Auf der Zielgeraden? Die Verhandlungen um das gemeinsame europäische Asylsystem (GEAS)

(Katrin Hatzinger)

Nach der intensiven Arbeiten der dänischen Ratspräsidentschaft scheint es so, als könnten die Verhandlungen über die Neufassung der Asylrechtsinstrumente tatsächlich im 2. Halbjahr unter dem Vorsitz von Zypern abgeschlossen werden. Zur Revision stehen weiterhin u.a. die Asylverfahrensrichtlinie und die Dublin-II-Verordnung an. Eine politische Einigung wurde am 13. Juli 2012 über die Richtlinie über Aufnahmebedingungen erzielt - aus flüchtlingspolitischer Sicht ein fauler Kompromiss.
Das Europäische Parlament, die Europäischen Kommission und die jeweilige Ratspräsidentschaft verhandeln im sog. Trialogverfahren, weitestgehend unter Ausschluss der Öffentlichkeit. Als sehr problematisch erweist sich insbesondere die Neufassung der Regelung zur Inhaftierung von Asylsuchenden.
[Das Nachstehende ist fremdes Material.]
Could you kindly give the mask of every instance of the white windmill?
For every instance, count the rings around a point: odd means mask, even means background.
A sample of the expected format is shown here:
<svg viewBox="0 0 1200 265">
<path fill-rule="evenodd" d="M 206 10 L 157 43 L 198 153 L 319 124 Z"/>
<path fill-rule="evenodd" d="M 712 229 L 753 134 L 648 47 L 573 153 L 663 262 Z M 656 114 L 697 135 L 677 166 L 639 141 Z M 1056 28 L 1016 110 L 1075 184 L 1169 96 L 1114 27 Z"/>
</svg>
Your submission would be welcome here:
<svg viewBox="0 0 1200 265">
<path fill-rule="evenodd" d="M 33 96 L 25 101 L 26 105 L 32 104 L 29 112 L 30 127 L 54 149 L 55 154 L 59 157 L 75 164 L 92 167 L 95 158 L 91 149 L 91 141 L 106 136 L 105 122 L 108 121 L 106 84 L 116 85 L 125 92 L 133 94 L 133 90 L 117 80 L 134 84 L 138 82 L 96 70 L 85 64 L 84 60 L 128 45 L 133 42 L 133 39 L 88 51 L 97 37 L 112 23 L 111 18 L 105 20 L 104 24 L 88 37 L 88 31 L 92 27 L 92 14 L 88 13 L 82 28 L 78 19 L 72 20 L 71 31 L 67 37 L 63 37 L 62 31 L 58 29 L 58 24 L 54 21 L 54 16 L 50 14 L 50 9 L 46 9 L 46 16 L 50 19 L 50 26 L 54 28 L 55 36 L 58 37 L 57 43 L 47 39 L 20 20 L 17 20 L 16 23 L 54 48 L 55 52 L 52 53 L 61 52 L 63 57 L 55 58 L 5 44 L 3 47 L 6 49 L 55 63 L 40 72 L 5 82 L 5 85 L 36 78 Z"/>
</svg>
Das bisherige europäische Asylrecht definiert keine Inhaftierungsgründe für Asylsuchende, sondern regelt in der Asylverfahrensrichtlinie (Art. 18) lediglich, dass Mitgliedstaaten eine Person nicht allein deshalb in Gewahrsam nehmen dürfen, weil es sich bei ihr um einen Asylbewerber handelt. Bei einer etwaigen Inhaftierung soll außerdem eine rasche gerichtliche Überprüfung des Gewahrsams möglich sein.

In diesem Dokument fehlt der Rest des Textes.